Marriage rites

The marriage service, as in all eastern rites, comprises the betrothal and the marriage. The betrothal consists of:

1 Consent. A woman (in older tradition) is sent to the bride's house, offering a ring.

2 Joining of hands by the priest, in the home.

The marriage liturgy has four parts:

1 The blessing of a cup of wine with hnana, dust from a saint's tomb. The blessing includes the placing of a cross and a ring in the cup, and drinking from the cup.
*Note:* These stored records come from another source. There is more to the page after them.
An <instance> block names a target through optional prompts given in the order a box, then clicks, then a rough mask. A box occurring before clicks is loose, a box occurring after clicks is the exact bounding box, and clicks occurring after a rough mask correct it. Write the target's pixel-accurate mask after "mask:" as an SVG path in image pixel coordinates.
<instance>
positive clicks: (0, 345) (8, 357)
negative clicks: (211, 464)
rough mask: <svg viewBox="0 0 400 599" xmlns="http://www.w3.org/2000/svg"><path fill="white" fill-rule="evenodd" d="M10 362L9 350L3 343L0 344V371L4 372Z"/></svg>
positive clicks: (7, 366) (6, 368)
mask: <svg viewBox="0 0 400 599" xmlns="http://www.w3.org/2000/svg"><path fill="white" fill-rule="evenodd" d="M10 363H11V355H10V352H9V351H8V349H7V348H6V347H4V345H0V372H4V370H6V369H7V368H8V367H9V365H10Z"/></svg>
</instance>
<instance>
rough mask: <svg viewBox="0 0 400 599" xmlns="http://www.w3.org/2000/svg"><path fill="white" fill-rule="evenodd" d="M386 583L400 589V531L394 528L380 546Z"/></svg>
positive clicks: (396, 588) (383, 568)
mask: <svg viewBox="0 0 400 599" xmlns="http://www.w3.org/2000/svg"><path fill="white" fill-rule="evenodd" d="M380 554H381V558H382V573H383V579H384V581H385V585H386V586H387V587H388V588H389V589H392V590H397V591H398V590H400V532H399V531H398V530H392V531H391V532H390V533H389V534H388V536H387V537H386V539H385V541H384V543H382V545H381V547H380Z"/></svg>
2 Blessing of the marriage clothes

3 Crowning of bride and groom

4 Blessing of the bed chamber.

The texts of the service view marriage as another Cana of Galilee. The imagery of Christ the bridegroom is adopted and amalgamated with the imagery from the Book of Revelation, where the lamb is slain, suggesting that the dowry is a costly sacrifice and demonstration of pure love - the blood of the covenant. The ring is a type of 'the ring' which features in salvation history - of Joseph, of Rebecca, and of the Church espoused to Christ. It carries the salvation history of all rings in scripture. The hnana is regarded as eschatological drink, appropriate for the eschatological symbolism of human marriage. The crowning represents royal status, and the bridal chamber takes on the role of the heavenly sanctuary.